Vridar offers a few observations. Past the theatrical land-acknowledgement headtilting, we learn of Positivism. I haven't really evolved a philosophy of history; just hearing about Foucault last year.
For Vridar, Positivism comes from Hempel. Hempel argued to discover predictable cause-effect relationships
. The aim is for historical laws. If such laws exist... first up, that's Asimovian psychohistory, so woohoo. But also we can apply Bayes' theorem to solve ancient mysteries like, was Henry Beauclerc of the Normans aware that brother William II Rufus was about to die.
For Vridar, at stake is if we can say anything about the historical Jesus. He's in a conflict with Richard Carrier. Carrier is a Positivist. Carrier suggests that the Jewish Scriptural Canon, as of our first century, was already setting up messianic expectations.
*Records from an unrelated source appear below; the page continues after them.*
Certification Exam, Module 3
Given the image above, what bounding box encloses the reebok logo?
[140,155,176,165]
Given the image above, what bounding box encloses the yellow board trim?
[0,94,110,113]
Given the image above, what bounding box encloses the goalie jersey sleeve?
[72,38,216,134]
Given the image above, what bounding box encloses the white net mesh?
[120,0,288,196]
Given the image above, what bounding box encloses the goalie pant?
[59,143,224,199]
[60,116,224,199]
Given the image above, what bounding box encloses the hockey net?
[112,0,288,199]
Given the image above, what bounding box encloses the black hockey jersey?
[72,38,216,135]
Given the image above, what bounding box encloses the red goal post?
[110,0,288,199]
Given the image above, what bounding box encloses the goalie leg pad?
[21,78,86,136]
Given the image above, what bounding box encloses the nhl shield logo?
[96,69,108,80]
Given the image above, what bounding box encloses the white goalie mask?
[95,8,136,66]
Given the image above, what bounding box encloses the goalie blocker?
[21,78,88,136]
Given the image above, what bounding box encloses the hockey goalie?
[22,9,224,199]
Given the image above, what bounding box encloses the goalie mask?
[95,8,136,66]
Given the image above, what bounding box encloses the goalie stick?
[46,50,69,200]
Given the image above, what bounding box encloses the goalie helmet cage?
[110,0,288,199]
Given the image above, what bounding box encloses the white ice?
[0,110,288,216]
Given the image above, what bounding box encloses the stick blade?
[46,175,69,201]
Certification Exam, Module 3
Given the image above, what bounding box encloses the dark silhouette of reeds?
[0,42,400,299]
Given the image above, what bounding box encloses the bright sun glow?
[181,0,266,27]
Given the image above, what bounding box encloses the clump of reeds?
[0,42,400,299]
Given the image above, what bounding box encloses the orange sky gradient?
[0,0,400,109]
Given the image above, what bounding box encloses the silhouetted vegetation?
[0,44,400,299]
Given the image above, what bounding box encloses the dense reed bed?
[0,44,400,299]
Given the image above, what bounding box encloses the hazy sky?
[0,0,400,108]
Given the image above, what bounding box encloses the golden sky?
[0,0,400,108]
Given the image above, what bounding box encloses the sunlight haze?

Maybe the Psalter wasn't intended as prophecy, but prophets were already mining, say, Psalm 72.
All this, Vridar warns, means that a hero was being set up. We barely need the man. This is what Life of Brian was getting across, that even a total loser could be imbued with the mantle, whether he wanted it or not. The JokeTM was that this was happening to luckless Brian in his own time, the Romans reacting with trademark semiïnformed callous brutality.